Прелюдия конца. Эпизоды

Игорь Иванов 2
   - Клёво на войне, пацаны, - философствовал Лёха, наш новый снайпер в пару к Лисе, старому снайперу. Старой то её назвать язык и не поворачивается, но всё же ветеран.
   Лису у нас берегли все, молодая любвеобильная, психолог от Бога, умела залечить любую душевную рану, как у нас говорили "наложить повязку на мозги", нежная самка и беспощадный хищник. Ей многое прощалось, почти всё.
  Схороним мы её через две недели. Пулемёт и девичье тело выясняли кто сильней, победил пулемёт срезав Люси у половины взвода на глазах, как коса литовка свежую траву.
  Пулемётчика мы потом достали. Живого. Недолго живого. У него не было шансов в принципе, его грамотно отсекли и уволокли к себе, потом били долго, молча, без мата и истошного крика, с тупым остервенением выбивая душу из тела незадачливого стрелка, пока не забили до смерти.
  Страшное это было зрелище - горе вылилось в жестокость, похоронив для верности все эмоции.
  Что он мог видеть перед смертью?
  Каменные лица без мимики, пустой взгляд без ненависти, презрения, страха и жалости, взгляд вечности отражённый в налитых кровью глазах. Всё это походило на коллективный психоз, который закончился как только он затих. Да это и был психоз, который посещает всех кто слишком долго находится в бою.
  Но это потом, а пока к ней добавился Лёха - Лёха Изниоткуда. На вопросы "кто" да "что" туманит глаза и отводит вопрос на нейтральную сторону.Когда он у нас появился в контрразведке с ним пошептались, после чего Тёмный, наш "контрик" попросил пацана не трогать и принять таким какой есть.
   Тёмный умел просить так, что не откажешь, и если по началу относились настороженно, как ко всему непонятому, то со временем привыкли, Лёха и Лёха, а до остального нам нет никакого дела, раз уж уважаемые люди просят, тем паче работу свою он знал на "отлично".

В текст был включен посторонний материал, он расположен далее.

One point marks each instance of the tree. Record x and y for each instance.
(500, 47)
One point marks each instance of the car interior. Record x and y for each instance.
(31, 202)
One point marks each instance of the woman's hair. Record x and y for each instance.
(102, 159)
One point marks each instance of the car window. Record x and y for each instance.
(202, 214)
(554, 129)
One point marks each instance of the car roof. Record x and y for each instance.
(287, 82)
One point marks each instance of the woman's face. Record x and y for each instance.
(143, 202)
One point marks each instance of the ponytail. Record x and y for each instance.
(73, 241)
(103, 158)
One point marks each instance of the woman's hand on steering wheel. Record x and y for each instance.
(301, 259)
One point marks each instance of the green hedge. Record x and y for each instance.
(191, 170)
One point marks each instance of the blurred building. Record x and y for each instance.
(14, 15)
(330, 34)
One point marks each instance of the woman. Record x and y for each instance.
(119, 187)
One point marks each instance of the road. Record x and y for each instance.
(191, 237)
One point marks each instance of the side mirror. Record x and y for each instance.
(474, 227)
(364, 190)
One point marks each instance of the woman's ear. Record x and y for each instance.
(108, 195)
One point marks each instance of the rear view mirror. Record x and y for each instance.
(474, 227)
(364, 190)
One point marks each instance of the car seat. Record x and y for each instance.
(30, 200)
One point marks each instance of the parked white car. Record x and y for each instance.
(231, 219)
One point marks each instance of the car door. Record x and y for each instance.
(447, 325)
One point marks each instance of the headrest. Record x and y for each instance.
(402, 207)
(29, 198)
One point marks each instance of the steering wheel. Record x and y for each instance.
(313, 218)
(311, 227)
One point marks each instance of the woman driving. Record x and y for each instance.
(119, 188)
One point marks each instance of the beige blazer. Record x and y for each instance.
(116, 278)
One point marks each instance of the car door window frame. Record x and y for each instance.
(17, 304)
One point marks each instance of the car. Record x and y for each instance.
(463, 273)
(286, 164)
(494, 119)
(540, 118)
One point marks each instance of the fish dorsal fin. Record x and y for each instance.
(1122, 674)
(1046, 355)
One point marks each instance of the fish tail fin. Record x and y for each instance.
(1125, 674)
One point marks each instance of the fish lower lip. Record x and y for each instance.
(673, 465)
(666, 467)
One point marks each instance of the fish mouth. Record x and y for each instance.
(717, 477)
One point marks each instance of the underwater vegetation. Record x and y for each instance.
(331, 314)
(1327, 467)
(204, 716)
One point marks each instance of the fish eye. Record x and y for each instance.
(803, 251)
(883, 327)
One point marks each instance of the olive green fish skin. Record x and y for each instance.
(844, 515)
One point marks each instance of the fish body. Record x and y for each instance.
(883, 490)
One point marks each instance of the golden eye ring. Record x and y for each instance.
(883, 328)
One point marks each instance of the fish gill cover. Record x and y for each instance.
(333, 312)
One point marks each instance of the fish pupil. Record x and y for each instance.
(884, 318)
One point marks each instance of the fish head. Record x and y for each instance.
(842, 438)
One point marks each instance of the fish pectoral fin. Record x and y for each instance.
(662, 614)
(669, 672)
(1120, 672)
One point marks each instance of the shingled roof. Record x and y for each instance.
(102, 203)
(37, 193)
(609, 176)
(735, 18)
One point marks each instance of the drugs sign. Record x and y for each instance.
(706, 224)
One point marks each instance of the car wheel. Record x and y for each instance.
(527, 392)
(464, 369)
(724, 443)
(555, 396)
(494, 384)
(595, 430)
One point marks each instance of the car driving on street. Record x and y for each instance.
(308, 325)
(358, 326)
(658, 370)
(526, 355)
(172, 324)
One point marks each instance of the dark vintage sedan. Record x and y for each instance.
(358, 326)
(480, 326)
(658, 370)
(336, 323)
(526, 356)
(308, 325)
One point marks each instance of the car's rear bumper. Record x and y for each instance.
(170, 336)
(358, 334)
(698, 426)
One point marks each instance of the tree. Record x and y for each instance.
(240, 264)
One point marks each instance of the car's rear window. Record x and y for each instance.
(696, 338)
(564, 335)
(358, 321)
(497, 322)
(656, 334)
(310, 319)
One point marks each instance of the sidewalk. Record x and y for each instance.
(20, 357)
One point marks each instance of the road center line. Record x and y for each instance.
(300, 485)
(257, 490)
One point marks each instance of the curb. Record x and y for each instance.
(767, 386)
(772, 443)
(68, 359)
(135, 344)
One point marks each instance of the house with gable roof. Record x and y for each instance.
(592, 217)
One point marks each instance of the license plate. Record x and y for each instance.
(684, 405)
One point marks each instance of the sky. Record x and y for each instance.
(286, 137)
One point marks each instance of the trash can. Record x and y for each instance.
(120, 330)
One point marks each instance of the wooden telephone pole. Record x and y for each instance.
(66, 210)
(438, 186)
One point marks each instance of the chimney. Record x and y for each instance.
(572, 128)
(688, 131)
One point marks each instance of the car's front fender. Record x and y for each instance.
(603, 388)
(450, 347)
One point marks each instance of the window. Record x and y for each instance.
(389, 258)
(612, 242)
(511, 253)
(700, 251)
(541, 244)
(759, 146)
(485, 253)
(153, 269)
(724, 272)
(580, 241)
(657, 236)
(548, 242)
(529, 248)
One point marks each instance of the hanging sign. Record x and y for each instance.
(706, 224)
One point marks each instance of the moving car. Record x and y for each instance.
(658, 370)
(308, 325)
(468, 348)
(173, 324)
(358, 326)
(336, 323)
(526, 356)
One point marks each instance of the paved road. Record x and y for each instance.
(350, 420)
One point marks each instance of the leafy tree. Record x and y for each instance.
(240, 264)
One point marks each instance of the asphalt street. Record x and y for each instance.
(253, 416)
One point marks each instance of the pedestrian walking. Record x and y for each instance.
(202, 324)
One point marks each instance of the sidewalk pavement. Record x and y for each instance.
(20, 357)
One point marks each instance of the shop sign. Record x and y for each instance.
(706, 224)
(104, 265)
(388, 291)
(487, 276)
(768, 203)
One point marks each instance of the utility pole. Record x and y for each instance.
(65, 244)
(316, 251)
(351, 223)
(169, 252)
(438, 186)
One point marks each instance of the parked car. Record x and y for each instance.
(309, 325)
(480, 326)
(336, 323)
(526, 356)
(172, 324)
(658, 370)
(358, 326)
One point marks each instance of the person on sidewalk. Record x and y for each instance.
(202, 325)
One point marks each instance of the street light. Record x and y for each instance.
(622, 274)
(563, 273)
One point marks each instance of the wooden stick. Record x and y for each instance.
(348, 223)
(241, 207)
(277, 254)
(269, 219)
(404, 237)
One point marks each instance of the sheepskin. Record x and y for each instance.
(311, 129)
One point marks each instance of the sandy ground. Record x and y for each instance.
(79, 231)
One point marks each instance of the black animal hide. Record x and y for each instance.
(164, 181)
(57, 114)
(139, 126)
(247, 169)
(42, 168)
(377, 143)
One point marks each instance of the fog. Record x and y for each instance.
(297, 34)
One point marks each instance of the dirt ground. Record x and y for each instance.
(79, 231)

   Лишь недавно я случайно узнал, что на этой дурацкой войне на его глазах погибла вся семья. Родители сгорели в доме, младшего брата расстреляли возле забора когда он заступился за сестру, которую потом увезли с собой бойцы какой-то армии за освобождение чего-то от кого-то. Нас тут до чёрта разных "освободителей".
   Он не мог им помочь придавленный балкой перекрытия, наблюдая всю картину из пролома и сжимая в руке бесполезный топор.
   В прочем, ситуация может быть слишком обыденная для войны.
   Как выбрался потом из той передряги, как и почему появился именно в нашем взводе история умалчивает, может это их общая тайна с нашими "контрами". Я то догадываюсь, что тут вендетта и совпадение интересов, но порой чем меньше знаешь тем больше спишь.
   Лёха не стал замкнутым и обозлённым, скорей наоборот, по крайней мере казался весельчаком и балагуром, лишь перед тем как идти на охоту застывал сидя не отвечая на внешние раздражители, и это не была медитация или какой-то экзотический тренинг, он впадал в кому, просматривал только ему знакомое кино, отпечатавшееся в памяти уродливым шрамом, потом спокойно поднимался и растворялся среди декораций войны.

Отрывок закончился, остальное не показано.